Poly(ADP-Ribosyl)ation and Aging

Poly(ADP-ribosyl)ation is a DNA strand break-driven post-translational modification of proteins catalyzed by poly(ADP-ribose) polymerase-1 (PARP-1), with NAD+ serving as substrate. Poly(ADP-ribosyl)ation is triggered by DNA strand breaks, is functionally associated with DNA repair pathways and is a survival factor for cells under low to moderate levels of genotoxic stress. We have previously described a positive correlation between poly(ADP-ribosyl)ation capacity of mononuclear blood cells with longevity of mammalian species. Our comparison of purified recombinant human and rat PARP-1 revealed that this correlation might be explained in part by evolutionary sequence divergence. We have also developed molecular genetic approaches to modulate the poly(ADP-ribosyl)ation status in living cells. Our results revealed that PARP-1 acts as a negative regulator of DNA damage-induced genomic instability, the latter being known as an important driving force for carcinogenesis. Our recent data obtained in transgenic mice with selective expression of a dominant negative version of PARP-1 in basal skin keratinocytes indicate that PARP-1 activity suppresses skin papilloma formation in a two-stage skin carcinogenesis protocol. It is tempting to speculate that increased poly(ADP-ribosyl)ation capacity in long-lived species might help retard the accumulation of DNA damage and of mutations and thus slow down the rate of aging and of carcinogenesis more efficiently as compared with short-lived animals.

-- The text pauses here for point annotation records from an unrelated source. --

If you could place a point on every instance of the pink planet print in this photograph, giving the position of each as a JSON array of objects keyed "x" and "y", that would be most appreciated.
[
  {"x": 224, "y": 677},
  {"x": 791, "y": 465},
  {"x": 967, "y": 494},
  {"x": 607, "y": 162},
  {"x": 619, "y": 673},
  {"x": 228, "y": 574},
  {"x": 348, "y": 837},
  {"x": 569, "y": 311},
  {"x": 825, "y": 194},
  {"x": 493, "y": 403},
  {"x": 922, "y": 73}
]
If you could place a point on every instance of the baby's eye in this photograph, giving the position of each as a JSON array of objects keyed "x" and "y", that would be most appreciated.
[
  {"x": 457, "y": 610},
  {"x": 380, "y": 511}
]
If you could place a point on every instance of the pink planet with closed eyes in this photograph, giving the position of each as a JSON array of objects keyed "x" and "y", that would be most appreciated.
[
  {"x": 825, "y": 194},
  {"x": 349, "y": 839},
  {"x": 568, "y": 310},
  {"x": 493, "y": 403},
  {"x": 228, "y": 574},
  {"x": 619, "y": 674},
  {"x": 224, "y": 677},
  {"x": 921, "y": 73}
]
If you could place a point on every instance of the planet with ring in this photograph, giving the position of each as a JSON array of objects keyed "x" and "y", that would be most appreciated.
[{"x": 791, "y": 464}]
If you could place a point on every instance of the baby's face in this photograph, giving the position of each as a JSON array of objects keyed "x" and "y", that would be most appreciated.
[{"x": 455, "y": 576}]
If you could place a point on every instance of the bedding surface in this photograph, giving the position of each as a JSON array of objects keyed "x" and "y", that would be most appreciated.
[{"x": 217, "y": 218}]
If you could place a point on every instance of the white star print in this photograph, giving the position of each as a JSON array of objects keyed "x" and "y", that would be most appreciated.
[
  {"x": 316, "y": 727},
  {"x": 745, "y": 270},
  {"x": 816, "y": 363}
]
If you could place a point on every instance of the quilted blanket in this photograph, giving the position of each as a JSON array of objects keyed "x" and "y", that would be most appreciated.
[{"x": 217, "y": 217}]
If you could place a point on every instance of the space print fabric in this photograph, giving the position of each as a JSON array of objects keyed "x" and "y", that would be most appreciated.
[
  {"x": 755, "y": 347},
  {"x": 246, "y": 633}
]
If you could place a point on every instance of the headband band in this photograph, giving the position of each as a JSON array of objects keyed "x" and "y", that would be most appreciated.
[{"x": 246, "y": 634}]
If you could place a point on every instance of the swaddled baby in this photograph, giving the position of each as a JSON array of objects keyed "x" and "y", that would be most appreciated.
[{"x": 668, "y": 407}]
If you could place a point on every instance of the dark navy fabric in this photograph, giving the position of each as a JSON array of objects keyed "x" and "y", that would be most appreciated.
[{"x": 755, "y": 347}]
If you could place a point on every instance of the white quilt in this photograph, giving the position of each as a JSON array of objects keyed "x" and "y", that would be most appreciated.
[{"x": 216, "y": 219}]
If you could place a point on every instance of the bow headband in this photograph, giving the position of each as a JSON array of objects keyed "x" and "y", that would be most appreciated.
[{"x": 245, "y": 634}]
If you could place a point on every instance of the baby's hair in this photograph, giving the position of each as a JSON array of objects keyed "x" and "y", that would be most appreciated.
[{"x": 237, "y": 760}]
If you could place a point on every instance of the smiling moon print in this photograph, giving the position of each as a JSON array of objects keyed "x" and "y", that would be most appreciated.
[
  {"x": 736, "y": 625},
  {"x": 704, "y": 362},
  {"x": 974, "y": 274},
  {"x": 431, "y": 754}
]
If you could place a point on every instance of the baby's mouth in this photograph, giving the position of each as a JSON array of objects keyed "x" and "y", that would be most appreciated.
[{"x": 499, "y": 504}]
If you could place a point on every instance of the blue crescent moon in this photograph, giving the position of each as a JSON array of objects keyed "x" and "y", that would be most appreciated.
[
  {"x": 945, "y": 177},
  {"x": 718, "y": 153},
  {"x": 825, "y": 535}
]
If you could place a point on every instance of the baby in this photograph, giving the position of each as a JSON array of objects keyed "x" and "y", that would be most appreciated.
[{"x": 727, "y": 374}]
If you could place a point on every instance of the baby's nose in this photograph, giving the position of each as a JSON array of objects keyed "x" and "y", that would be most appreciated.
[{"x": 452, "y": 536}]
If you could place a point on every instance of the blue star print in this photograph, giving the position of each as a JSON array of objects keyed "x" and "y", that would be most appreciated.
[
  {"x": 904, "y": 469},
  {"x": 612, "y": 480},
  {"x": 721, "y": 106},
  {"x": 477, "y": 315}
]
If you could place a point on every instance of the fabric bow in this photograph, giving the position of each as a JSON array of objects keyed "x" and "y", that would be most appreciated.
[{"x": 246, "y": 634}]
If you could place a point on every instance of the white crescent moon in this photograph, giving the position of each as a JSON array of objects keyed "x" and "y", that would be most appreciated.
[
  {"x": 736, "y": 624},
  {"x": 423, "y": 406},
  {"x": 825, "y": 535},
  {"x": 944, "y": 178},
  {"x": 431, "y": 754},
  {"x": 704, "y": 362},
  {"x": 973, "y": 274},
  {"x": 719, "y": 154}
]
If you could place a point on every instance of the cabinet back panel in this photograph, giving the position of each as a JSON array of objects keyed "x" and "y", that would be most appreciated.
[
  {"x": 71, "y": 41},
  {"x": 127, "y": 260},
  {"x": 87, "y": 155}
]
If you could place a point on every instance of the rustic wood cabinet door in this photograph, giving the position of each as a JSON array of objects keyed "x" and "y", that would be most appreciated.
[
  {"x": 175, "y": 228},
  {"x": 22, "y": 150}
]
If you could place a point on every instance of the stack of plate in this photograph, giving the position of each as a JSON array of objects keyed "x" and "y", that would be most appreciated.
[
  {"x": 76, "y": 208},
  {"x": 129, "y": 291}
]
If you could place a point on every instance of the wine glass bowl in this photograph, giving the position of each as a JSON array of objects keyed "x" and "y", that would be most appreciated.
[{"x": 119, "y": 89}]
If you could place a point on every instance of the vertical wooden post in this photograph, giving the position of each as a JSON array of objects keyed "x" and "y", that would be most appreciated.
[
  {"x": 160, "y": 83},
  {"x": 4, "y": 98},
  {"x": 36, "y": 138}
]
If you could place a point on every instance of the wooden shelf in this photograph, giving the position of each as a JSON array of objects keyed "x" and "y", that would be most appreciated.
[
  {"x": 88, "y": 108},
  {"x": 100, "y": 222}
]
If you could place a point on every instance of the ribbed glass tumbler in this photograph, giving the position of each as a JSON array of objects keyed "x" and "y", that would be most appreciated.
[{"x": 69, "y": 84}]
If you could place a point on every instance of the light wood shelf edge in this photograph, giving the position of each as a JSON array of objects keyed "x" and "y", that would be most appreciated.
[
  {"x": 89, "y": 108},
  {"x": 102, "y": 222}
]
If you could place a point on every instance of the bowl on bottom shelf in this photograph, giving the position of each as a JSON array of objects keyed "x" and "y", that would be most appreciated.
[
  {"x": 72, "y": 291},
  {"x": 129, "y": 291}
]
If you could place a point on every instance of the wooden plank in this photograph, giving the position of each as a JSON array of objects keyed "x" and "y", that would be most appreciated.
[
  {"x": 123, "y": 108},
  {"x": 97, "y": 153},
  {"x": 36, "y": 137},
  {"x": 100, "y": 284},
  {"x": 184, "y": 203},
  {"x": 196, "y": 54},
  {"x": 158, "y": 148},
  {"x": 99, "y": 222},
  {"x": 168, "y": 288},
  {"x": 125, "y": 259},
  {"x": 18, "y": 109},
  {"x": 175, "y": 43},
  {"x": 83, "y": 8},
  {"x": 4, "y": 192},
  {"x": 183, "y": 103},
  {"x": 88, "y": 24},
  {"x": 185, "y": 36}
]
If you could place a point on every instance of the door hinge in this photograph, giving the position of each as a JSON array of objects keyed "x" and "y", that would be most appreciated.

Role of poly(ADP-ribosyl)ation in DNA-PKcs- independent V(D)J recombination

V(D)J recombination is critical to the generation of a functional immune system. Intrinsic to the assembly of antigen receptor genes is the formation of endogenous DNA double-strand breaks, which normally are excluded from the cellular surveillance machinery because of their sequestration in a synaptic complex and/or rapid resolution. In cells deficient in double-strand break repair, such recombination-induced breaks fail to be joined promptly and therefore are at risk of being recognized as DNA damage. Poly(ADP-ribose) polymerase-1 is an important factor in the maintenance of genomic integrity and is believed to play a central role in DNA repair. Here we provide visual evidence that in a recombination inducible severe combined immunodeficient cell line poly(ADP-ribose) formation occurs during the resolution stage of V(D)J recombination where nascent opened coding ends are generated. Poly(ADP-ribose) formation appears to facilitate coding end resolution. Furthermore, formation of Mre11 foci coincide with these areas of poly(ADP-ribosyl)ation. In contrast, such a response is not observed in wild-type cells possessing a functional catalytic subunit of DNA-dependent protein kinase (DNA-PKcs). Thus, V(D)J recombination invokes a DNA damage response in cells lacking DNA-PKcs activity, which in turn promotes DNA-PKcs-independent resolution of recombination intermediates.